ヤンキースは、田中に最高の条件を提示するかも知れないが、自分が心地よい環境を探している彼を獲得することはできないかも知れない。彼に興味を示しているチームの中で、マリナーズよりもその状況に適しているチームはない。マリナーズでは、ゴールデンイーグルスで2007年から11年に田中を指導した岩隈と再び一緒になることができる。イーグルスの立花陽三球団社長は、エプスタインと長年の友人であり、田中がカブスを評価する時にその要素が絡んでくることは、もう1つの重要なポイントである。しかしカノとの契約に続いて、マリナーズは田中が契約するベストな状況が整っている。

ライル・スペンサー:ヤンキース
ボスであるジョージ・スタインブレナーの名前の下で、ヤンキースは田中を取り逃すことができるだろうか?そんなことはできない。
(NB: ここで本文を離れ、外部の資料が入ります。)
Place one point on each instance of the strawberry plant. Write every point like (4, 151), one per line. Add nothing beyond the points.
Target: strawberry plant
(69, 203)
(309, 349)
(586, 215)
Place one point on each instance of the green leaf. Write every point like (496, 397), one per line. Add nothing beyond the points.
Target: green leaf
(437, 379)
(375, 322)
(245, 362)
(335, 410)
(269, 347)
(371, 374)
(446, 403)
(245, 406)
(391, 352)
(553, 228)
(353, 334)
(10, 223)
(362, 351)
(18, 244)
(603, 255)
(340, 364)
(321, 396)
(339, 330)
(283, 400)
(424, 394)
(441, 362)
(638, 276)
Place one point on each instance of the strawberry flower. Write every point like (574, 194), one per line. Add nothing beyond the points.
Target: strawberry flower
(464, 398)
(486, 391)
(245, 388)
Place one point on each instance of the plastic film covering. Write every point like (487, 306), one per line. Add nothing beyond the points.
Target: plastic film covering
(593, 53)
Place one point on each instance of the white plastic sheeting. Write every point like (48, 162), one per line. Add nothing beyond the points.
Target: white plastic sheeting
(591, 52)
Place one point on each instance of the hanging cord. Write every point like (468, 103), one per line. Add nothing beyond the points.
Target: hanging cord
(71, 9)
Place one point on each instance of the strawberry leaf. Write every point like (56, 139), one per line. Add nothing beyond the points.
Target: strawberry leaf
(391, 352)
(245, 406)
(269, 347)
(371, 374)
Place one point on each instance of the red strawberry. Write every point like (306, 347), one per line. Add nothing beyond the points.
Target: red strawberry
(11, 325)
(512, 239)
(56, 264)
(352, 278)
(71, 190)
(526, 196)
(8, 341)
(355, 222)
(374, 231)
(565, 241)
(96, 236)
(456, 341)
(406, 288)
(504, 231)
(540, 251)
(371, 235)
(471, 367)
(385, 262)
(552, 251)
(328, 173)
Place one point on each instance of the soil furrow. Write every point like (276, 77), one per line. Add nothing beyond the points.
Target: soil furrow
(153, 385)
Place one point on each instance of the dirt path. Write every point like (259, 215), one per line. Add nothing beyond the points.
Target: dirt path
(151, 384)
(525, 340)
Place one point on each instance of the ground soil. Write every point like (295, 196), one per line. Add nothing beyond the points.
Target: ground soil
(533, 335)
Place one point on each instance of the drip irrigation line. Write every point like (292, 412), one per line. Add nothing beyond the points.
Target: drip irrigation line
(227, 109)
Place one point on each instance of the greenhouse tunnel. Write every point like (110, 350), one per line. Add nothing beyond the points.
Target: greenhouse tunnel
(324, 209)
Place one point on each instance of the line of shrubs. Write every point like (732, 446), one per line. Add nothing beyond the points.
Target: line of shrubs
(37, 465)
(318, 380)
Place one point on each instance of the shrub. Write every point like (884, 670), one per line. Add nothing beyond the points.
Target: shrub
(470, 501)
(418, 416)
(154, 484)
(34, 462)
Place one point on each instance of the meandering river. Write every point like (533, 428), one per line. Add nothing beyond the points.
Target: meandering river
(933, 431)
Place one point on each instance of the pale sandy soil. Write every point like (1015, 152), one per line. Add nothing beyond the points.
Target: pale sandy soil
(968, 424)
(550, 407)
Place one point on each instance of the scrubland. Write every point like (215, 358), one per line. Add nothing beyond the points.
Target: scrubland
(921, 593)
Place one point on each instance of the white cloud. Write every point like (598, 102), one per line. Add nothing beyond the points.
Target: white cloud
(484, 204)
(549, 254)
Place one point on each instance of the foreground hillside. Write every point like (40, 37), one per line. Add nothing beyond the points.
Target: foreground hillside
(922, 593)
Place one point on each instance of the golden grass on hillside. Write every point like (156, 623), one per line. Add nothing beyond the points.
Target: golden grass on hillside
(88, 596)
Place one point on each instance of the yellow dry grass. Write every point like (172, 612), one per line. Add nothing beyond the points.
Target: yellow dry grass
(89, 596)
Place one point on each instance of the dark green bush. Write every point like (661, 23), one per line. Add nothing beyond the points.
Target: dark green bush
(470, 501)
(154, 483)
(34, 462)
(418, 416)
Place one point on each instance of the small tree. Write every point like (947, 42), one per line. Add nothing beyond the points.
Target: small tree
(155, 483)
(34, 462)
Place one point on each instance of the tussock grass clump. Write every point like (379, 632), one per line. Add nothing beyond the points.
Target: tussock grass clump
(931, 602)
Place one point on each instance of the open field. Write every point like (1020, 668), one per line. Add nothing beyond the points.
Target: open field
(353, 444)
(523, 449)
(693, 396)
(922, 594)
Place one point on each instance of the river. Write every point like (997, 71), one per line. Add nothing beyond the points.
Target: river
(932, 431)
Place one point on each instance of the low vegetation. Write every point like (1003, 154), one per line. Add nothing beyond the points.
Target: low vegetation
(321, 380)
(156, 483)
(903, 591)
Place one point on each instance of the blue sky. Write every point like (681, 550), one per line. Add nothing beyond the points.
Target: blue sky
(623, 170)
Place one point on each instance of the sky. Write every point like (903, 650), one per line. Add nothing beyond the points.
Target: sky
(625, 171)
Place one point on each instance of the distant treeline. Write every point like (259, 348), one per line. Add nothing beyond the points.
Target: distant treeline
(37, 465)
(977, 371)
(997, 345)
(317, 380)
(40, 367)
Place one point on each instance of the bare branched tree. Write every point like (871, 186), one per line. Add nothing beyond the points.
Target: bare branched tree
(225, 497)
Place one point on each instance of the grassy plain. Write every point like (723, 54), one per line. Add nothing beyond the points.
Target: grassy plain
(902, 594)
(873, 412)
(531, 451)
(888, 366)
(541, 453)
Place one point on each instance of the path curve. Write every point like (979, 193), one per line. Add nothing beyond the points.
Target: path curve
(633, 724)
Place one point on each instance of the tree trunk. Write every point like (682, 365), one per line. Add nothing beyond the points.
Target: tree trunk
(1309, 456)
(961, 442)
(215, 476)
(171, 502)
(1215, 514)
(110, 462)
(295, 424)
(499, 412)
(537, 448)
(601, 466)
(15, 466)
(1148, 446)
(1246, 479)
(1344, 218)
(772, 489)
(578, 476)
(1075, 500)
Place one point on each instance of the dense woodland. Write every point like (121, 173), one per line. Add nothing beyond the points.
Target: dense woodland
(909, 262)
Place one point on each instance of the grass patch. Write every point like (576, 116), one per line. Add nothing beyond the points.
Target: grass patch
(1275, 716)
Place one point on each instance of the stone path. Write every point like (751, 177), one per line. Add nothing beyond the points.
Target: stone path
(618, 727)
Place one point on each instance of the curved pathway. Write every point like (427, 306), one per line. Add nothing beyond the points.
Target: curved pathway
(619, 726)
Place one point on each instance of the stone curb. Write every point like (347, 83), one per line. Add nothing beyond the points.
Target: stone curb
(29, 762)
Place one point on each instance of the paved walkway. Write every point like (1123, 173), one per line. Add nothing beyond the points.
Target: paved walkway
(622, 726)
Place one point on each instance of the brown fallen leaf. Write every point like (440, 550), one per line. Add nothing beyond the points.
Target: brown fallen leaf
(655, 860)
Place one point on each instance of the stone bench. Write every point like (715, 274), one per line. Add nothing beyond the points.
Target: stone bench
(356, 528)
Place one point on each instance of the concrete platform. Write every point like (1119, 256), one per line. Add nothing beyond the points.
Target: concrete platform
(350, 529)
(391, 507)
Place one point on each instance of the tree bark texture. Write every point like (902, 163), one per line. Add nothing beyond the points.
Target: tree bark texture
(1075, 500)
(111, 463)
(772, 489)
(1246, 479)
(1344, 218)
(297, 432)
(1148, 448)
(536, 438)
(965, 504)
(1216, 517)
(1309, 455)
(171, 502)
もし彼らが、私たちが育ってきた時と同様に、悪名高く、自惚れ屋で、嫌われ者で、愛されるヤンキースならば、彼らはチャンピオンを狙うことができるローテーションを作るための努力を惜しまないはずである。贅沢税の心配? そんなことは、第1の優先事項ではない。もしドジャースがそれを恐れていないのなら、なぜヤンキースが恐れる必要があるのだろうか? 彼らはジョージが牛耳るヤンキースなのだ。金持ちの考えることは違う。そして球界において、ブロンクス・ボンバーズよりもお金持ちがいるだろうか?

レッドソックスが、現在のワールドシリーズ・チャンピオンであることだけでも、十分な理由になる。そしてマリアノ・リベラの代わりの問題と、デレク・ジーターが完全復活するのかの問題もある。ファンは落ち着かない。ヤンキースは大きなことをするために、思い切る必要がある。

確かにボストンを出たジャコビー・エルズベリー、そしてブライアン・マッキャンとカルロス・ベルトランを獲得したことは素晴らしいことである。ヤンキースには、強力なラインアップが戻ってくる。しかし田中は、上位の先発投手という足りない部分を補う存在であり、そこには良い手本となる兄貴分の黒田博樹がいる。そこにすべてがある。それらのことを考えれば、田中がピンストライプを着ないと考えるほうが、難しいことである。